In Carrier v Zacharias International Ministries, Opinion and Order (ND GA, 2022), the federal trial court, in part, overruled a motion to dismiss. The case will proceed but no outcome can be predicted at this stage. The Plaintiffs alleged they donated money because they believed the representations that Ravi Zacharias and his company, RZIM, were worthy of trust. However, Plaintiffs alleged Zacharias was a serial sexual predator. Zacharias allegedly invested in two “health spas” at which “nearly two dozen therapists” reported inappropriate sexual behavior by Zacharias. Zacharias allegedly used donated money to pay for silence and compliance. Complaints in writing were made three years before Zacharias died but RZIM allegedly did not investigate the complaints. Zacharias allegedly travelled to speaking engagements accompanied by a spa “therapist” using donated funds. Plaintiffs alleged they would not have donated money if they had been made aware of the facts. Plaintiffs filed a Class Action. The Court held it was barred by the Ecclesiastical Abstention Doctrine from hearing claims that Zacharias or RZIM were engaged in immoral conduct in violation of their spiritual messages. But, the Court held it would hear claims “predicated on misuse-of-funds allegations” because no ecclesiastical inquiry was required and Neutral Principles of Law applied. In addition to “misuse-of-funds” claims, the Court held it would hear claims that Defendants “wrongfully failed to disclose their misuse of donor funds” even though they had “exclusive knowledge” of the alleged misconduct.
While it is nearly impossible for claims by angry donors to obtain a judicial remedy by objecting to management decisions by a charity, using donated funds for personal expenses like settling sexual misconduct claims and funding sexual misconduct might be viable with adequate detailed proof. In the reported case, the Defendant non-profit entity investigated and self-reported the allegations, although allegedly only after many detailed claims were submitted, so the detailed proof might have been made public.
The question of whether donative intent is binding often arises in local church leadership discussions. However, donative intent rarely is a factor in church litigation because it is rarely placed at issue by the donor.
In Holy Trinity Romanian Orthodox Monastery v Romanian Orthodox Episcopate, Slip Op. (Mich.
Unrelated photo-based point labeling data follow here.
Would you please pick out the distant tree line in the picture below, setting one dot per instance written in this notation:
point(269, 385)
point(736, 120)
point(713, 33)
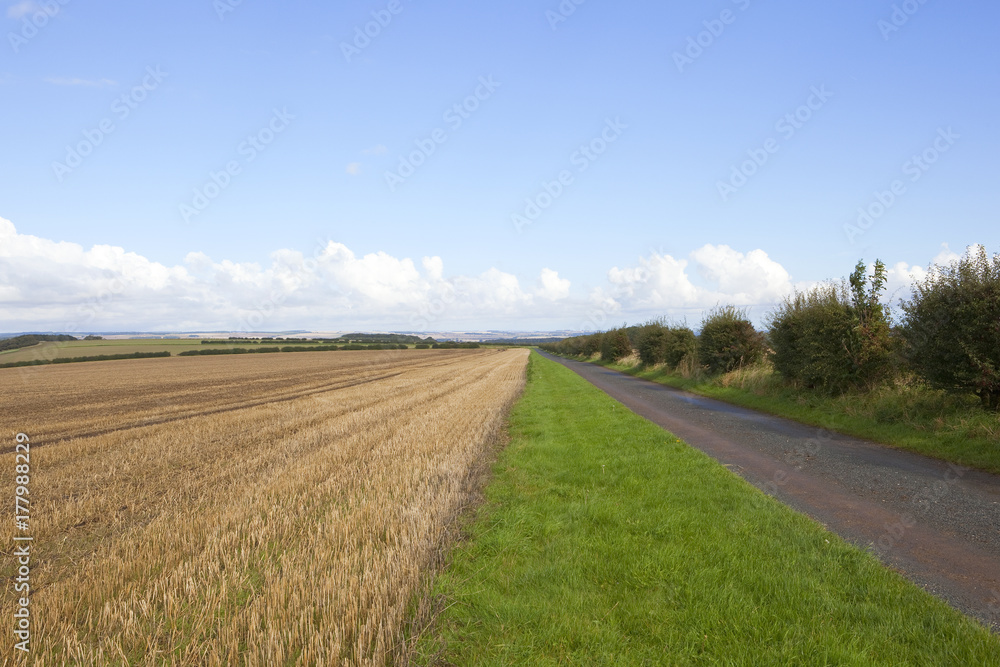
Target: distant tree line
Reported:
point(28, 340)
point(839, 337)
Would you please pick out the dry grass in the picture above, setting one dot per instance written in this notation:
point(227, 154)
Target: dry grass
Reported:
point(260, 510)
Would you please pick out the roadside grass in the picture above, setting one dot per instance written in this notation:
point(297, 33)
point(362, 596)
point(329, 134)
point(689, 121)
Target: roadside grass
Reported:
point(905, 415)
point(605, 540)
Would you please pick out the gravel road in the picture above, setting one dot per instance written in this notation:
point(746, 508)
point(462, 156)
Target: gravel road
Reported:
point(936, 523)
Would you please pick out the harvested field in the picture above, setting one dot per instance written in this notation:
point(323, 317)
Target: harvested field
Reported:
point(259, 510)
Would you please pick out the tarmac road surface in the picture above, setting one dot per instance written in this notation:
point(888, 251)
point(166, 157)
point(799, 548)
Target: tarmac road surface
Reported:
point(936, 523)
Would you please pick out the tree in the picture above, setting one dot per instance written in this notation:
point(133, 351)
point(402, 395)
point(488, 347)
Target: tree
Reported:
point(951, 327)
point(834, 337)
point(615, 345)
point(728, 340)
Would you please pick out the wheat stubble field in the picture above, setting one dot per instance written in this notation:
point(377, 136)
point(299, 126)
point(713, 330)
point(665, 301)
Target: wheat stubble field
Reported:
point(260, 509)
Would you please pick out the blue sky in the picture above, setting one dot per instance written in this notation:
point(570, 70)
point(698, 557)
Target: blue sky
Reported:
point(673, 210)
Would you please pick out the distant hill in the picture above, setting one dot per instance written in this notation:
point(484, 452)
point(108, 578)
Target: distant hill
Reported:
point(381, 338)
point(17, 342)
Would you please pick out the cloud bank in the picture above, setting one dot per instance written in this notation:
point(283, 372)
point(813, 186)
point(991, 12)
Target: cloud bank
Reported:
point(47, 285)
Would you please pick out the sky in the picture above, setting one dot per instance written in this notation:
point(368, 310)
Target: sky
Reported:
point(525, 165)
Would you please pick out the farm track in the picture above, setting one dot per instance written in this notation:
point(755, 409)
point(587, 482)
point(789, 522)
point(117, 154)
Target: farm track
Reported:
point(264, 509)
point(936, 523)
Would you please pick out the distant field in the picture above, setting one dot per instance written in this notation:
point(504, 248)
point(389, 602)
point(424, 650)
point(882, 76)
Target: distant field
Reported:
point(253, 509)
point(607, 541)
point(86, 348)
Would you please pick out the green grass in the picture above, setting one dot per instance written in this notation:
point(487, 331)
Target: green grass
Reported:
point(605, 540)
point(905, 416)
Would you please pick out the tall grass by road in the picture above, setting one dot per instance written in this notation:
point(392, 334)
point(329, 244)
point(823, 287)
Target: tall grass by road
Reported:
point(605, 540)
point(902, 414)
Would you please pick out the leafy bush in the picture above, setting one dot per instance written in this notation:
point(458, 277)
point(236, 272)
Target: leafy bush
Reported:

App. 2019), the trial court decided based on donative intent that the attempt to transfer the property away from the hierarchical denomination was successful. The Court of Appeals reversed. The court of appeals held that the because the warranty deed gifting the property to the denomination did not preserve the donative intent to provide a life estate to the Plaintiff the donative intent was not relevant. (The trial court also failed to consider the impact of the Ecclesiastical Abstention Doctrine, probably because of the donative intent issue, and was reversed on that as well. Hierarchical denominations retain their church governance sovereignty.)
Donative intent is not preserved simply because the donor tells a church leadership of the intent. Once the gift is made, the donative intent is irrelevant if not preserved in a manner that restricts the ownership or disposition of the ownership of the gift. While among church leaders there are often many urban legends about the binding effect of donative intent, the truth is that it is usually no more binding than the church leadership’s voluntary decision to do so. Fungible gifts like cash lose any connection to the donative intent as soon as the cash is deposited in a church bank account.